Billy’s eyebrows raised. As a general thing his copy went without comment.
“May I ask where the fault is? He questioned.
“It’s unsuitable right through,” was the rather angry response.
“It doesn’t fit in with our policy—When you do this kind of work you’ve got to consider the policy of the paper. This isn’t a labor paper. We don’t want reports favorable to these people in any way.”
“I don’t consider the report favorable,” said Billy a little annoyed. “It is simply a correct report, simply fair and impartial, no more.”
The editor reddened up.
“It won’t do anyhow,” he snapped. “I don’t want it. What do I care about fair and impartial. It doesn’t fit in with our policy in this matter. We’re not helping this lot of strikers. We’re against them, and we want a report that will tell against them.”
“Your business is to write in accord with our policy—to write what we want—not what you think or see or hear. That’s what you’re paid for. A reporter takes his policies and his opinions from his paper.”
“If he doesn’t like that he takes his cheque.”

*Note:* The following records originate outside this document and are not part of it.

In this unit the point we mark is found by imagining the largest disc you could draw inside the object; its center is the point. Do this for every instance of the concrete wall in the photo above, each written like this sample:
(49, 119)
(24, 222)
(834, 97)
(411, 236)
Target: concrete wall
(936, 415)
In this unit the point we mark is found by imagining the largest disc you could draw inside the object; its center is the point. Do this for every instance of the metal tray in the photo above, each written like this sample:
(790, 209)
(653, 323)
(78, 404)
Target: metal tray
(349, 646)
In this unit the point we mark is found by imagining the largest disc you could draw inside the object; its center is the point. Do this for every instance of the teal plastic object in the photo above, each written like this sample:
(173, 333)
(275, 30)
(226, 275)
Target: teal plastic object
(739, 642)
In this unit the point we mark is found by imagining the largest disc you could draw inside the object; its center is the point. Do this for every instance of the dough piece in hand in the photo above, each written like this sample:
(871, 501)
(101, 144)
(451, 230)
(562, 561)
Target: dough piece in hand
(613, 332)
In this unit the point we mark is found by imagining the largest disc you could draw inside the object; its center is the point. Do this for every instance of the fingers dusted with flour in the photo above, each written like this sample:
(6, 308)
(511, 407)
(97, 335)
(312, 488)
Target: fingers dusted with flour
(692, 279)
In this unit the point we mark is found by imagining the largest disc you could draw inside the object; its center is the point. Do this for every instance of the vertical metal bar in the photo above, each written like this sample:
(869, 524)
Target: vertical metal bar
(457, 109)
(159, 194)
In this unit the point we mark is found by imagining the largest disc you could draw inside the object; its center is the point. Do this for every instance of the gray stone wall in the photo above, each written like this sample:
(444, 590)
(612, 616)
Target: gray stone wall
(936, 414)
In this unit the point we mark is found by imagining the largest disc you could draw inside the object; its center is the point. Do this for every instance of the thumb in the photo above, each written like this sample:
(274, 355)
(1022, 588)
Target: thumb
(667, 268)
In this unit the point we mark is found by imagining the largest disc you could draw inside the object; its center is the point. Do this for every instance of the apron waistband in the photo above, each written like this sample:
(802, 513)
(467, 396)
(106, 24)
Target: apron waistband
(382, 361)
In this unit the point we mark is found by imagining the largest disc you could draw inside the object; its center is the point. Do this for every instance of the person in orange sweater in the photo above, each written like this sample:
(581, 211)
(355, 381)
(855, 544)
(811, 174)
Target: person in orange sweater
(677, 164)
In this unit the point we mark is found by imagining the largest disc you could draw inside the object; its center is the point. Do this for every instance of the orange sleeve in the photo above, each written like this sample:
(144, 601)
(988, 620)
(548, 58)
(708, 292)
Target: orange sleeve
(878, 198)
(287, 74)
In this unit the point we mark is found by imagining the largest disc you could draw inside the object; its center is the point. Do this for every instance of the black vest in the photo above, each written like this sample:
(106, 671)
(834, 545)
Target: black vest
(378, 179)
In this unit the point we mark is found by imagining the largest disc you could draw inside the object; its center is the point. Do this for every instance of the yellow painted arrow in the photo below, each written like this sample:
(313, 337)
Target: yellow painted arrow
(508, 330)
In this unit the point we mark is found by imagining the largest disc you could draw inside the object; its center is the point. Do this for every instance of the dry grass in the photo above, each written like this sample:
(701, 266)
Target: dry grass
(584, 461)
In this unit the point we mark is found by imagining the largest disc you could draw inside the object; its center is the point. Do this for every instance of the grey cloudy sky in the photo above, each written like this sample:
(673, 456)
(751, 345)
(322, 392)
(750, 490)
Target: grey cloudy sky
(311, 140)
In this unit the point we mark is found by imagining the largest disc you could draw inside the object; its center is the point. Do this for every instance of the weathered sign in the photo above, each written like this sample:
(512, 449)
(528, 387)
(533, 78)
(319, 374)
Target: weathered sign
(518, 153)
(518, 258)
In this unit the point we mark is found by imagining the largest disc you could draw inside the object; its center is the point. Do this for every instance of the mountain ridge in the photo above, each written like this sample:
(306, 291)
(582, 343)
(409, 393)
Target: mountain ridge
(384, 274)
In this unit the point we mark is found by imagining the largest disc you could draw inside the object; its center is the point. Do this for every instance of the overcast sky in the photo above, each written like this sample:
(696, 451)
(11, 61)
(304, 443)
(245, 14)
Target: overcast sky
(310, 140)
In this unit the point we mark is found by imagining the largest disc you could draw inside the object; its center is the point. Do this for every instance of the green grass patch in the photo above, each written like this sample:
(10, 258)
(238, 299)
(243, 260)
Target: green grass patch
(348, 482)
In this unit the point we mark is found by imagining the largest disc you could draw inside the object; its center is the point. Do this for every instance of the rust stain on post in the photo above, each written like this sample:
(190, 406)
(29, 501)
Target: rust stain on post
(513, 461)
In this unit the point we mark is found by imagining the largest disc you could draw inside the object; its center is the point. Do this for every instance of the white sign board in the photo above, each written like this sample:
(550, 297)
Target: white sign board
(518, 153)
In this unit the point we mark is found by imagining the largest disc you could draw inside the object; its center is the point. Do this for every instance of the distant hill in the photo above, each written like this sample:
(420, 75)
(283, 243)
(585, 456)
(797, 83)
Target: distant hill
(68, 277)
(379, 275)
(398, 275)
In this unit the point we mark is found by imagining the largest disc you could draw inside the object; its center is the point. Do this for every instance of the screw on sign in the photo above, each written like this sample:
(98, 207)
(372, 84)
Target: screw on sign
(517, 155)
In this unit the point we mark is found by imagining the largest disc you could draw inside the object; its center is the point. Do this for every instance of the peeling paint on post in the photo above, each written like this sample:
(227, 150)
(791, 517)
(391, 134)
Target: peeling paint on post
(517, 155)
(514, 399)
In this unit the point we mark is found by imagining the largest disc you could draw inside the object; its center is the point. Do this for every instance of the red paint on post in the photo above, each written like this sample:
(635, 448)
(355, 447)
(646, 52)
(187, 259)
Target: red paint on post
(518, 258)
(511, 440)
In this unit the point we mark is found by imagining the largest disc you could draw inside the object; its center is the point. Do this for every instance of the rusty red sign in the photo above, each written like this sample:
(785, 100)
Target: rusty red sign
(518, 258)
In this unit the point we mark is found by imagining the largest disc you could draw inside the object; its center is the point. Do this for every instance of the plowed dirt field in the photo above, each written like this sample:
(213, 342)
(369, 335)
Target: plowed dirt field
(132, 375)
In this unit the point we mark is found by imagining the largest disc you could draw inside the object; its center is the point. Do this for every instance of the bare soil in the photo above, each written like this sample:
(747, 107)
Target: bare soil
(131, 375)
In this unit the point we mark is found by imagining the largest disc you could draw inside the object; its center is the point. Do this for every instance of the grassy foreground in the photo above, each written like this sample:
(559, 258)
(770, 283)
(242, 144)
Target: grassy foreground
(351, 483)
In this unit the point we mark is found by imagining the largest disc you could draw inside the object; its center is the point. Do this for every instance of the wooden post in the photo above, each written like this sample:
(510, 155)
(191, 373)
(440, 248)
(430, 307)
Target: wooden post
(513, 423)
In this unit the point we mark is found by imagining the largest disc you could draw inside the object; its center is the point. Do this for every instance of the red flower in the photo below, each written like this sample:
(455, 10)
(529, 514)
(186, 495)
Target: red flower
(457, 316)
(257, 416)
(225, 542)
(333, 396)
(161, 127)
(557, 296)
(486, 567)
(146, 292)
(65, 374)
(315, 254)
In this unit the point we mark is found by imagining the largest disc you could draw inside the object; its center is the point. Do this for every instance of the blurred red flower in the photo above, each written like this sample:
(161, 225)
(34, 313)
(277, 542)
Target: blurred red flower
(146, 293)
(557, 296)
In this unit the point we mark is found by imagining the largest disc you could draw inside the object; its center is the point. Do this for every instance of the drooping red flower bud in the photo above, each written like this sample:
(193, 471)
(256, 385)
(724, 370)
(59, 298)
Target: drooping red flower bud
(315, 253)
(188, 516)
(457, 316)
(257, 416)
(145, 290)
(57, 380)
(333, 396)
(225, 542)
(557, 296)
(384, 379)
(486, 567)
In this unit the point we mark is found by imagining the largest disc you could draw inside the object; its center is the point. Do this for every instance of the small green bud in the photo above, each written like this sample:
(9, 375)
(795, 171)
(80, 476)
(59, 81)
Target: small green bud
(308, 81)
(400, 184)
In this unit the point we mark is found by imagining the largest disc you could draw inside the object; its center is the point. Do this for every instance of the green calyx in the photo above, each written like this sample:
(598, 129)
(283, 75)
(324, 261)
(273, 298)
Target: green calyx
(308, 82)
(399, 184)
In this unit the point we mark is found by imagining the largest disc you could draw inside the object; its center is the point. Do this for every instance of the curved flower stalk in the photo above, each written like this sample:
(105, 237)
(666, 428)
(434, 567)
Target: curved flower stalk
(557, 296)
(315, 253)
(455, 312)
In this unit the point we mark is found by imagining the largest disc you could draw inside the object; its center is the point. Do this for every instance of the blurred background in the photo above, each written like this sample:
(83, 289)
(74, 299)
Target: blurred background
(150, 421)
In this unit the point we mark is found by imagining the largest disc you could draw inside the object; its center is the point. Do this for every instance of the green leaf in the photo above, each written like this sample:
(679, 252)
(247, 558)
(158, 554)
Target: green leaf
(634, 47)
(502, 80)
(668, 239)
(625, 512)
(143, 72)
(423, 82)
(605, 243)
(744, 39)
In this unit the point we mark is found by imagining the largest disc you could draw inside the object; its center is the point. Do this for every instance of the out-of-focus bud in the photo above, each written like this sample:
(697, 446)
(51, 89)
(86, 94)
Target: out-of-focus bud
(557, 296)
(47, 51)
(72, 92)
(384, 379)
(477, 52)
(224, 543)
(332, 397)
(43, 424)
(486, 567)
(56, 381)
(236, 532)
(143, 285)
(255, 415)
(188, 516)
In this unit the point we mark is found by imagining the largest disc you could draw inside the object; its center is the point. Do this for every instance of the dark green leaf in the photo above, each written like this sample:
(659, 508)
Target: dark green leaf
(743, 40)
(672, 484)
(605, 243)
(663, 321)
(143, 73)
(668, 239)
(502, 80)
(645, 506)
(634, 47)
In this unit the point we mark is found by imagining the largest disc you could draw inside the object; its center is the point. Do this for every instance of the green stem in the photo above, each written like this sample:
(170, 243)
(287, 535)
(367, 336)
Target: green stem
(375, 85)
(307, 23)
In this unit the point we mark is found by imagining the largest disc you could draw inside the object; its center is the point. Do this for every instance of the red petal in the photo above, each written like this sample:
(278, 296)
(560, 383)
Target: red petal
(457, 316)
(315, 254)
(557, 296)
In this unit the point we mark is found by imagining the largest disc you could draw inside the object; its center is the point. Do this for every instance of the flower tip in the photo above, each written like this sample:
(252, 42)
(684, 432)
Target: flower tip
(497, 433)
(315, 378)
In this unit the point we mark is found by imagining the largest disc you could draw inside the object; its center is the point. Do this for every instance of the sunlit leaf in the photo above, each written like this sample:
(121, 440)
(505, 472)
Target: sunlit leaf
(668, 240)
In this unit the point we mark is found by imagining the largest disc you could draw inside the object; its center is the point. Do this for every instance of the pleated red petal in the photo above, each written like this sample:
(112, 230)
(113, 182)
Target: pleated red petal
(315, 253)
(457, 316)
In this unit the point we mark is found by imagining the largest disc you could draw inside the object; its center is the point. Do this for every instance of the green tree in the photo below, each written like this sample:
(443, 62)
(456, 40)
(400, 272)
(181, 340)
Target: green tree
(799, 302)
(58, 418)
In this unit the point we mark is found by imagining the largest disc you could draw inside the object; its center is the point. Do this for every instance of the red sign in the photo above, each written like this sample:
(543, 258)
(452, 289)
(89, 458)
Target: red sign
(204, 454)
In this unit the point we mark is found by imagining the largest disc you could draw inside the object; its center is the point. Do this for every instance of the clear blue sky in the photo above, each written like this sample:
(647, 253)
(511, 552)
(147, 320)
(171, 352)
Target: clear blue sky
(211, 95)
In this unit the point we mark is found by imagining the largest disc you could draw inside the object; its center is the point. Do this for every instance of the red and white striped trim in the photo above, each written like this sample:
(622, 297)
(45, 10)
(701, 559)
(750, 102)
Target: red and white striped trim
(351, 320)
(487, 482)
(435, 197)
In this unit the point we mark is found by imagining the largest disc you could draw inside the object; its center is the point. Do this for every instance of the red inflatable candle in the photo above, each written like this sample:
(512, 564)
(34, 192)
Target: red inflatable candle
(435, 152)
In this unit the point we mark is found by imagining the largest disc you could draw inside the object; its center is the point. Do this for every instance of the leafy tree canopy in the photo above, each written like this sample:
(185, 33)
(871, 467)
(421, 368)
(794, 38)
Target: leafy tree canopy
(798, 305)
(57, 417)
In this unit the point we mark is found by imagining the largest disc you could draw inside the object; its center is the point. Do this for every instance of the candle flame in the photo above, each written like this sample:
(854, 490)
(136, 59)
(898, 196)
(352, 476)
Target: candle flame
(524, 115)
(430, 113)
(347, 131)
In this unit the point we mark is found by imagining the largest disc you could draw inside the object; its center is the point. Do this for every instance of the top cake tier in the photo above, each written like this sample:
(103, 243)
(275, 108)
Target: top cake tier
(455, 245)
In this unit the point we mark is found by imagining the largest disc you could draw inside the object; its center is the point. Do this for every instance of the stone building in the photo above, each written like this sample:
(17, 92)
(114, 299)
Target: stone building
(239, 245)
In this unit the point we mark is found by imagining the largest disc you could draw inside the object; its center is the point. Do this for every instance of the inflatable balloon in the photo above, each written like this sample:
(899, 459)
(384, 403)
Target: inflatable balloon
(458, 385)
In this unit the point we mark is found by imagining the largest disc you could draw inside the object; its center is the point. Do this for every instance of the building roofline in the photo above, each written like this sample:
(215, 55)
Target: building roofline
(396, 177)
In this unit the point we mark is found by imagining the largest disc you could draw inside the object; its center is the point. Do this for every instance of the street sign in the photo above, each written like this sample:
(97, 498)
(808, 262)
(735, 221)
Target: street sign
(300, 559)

Billy had made up his mind.
He took up his copy from the reporter’s desk, looked at it a second, then deliberately tore it in two and threw it into the editorial waste paper basket.
“I can take my cheque any old time you like,” he said between his teeth, “but I’ll be hanged if I write a lying report of that meeting for your rotten rag.”
And Billy slammed the door after him and went down the stairs in three jumps. Hel felt mad.
Next day’s paper had a report of the striker’s meeting. It was an extremely biased report and one calculated to turn public sympathy from the strikers.
Billy Smith is alive and kicking. He still writes a little but mostly for labor and socialist papers which are not afraid to print the truth. The moral of the story is “Let the workers support their own press if they want a square deal at all times.” The capitalist press will never give the workers a square deal.